Radish, Pea & Sardine Sauté with Lemon and Mint
The 15-Minute Hormone Harmony Bowl Your Body Is Begging For
A vibrant, nutrient-dense dish loaded with flavor, healthy fats, and a variety of textures that does serious work behind the scenes. If your hormones, gut, and future baby-making dreams could build a meal—this might be it.
Ingredients
• 1–2 tbsp salted ghee
• 1–2 cloves garlic, minced
• 1–2 tsp finely chopped lemon rind (organic, washed)

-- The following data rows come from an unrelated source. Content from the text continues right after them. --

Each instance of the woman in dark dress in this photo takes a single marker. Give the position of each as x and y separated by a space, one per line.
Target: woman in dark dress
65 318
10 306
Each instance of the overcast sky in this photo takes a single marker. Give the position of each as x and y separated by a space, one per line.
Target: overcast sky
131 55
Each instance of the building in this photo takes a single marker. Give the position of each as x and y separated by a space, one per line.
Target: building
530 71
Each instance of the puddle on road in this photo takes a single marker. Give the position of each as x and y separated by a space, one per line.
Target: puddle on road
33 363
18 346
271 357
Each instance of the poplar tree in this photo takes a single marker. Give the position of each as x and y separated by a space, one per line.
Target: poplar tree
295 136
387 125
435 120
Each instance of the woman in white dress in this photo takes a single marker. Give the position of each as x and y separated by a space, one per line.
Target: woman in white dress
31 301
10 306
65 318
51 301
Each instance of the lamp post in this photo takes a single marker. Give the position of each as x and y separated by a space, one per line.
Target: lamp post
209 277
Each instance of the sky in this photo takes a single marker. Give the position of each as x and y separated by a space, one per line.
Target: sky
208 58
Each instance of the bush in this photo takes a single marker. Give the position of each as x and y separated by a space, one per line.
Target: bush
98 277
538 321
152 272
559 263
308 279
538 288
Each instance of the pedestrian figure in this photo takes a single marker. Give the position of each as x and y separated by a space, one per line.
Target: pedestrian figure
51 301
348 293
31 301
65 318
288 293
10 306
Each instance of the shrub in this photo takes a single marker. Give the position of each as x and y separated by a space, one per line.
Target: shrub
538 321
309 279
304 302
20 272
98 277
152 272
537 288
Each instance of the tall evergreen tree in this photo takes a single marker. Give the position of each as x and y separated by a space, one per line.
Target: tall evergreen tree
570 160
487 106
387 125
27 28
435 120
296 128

• 1 handful colorful radishes, thinly sliced
• 1–2 cups organic frozen peas
• Salt and pepper, to taste
• 1 head radicchio, chopped
• 1 tin sardines with bone and skin (BPA-free can preferred) (Optional: use fresh fish if managing histamine issues)
• Juice of ½ lemon
• 1–2 tbsp fresh mint, chopped
• (Optional) Avocado oil–based ranch dressing, to taste
Instructions
1. Heat your pan: Place a non-toxic pan over medium-low heat.
2. Melt ghee: Add 1–2 tablespoons of salted ghee. Let it melt fully.

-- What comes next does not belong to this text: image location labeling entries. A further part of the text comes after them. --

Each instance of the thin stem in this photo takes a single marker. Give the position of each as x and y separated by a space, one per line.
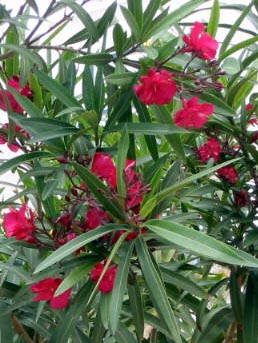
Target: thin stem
39 23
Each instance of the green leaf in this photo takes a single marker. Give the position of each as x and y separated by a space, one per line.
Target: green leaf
29 55
145 118
84 17
148 129
200 243
57 89
23 159
157 290
119 38
183 282
119 287
95 59
217 326
233 30
69 319
76 275
157 198
231 66
238 46
136 305
164 116
121 160
120 79
214 19
106 19
43 129
76 244
132 23
173 18
25 103
149 14
123 335
135 8
250 317
100 191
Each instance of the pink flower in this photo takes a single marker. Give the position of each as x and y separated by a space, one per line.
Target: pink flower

3. Sauté aromatics: Stir in the minced garlic and chopped lemon rind. Cook for about 1 minute, until fragrant.
4. Add veggies: Toss in the sliced radishes and cook until they begin to soften, about 3–4 minutes.
5. Add peas: Stir in the frozen peas. Season with salt and pepper to taste. Cook until the peas are fully heated through and tender.
6. Add radicchio and sardines: Mix in the chopped radicchio and the tin of sardines (including bones and skin for extra nutrients). Cook for another 2–3 minutes until everything is warmed and combined.
7. Final touches: Transfer to a large bowl. Squeeze fresh lemon juice over the top. Sprinkle with chopped mint and, if desired, drizzle with avocado oil–based ranch dressing.
8. Toss & serve: Toss gently to combine all ingredients. Enjoy warm.
What makes this plate different?
It's not just dinner—it's functional nutrition that actually tastes good:
Radicchio – bitter AF, but your liver loves it. Think of it like a tough-love friend that helps your estrogen get its act together and move out when it's overstayed its welcome.
Sardines – oily little nutrient bombs full of omega-3s, calcium, and vitamin D. Not glamorous, but neither is chronic inflammation. Pick your battles.
Ghee – for that gut-healing butyrate boost. Plus, flavor. Because life's too short to eat dry food and call it wellness.
Green peas, radish – fiber, prebiotics, crunch. Feed the gut, steady the blood sugar, and keep things moving (literally and metabolically).
This plate hits different. It's not just good for your gut and hormones—it's laying the groundwork for more strength, better energy, and yes... looking fantastic while doing it.
Ready in just 15 minutes and sustainably sourced (sardines are one of the most eco-friendly seafood options available)!
TLDR: This plate hits different. It’s not just good for your gut and hormones—it’s laying the groundwork for more strength, better energy, and yes… looking fantastic while doing it.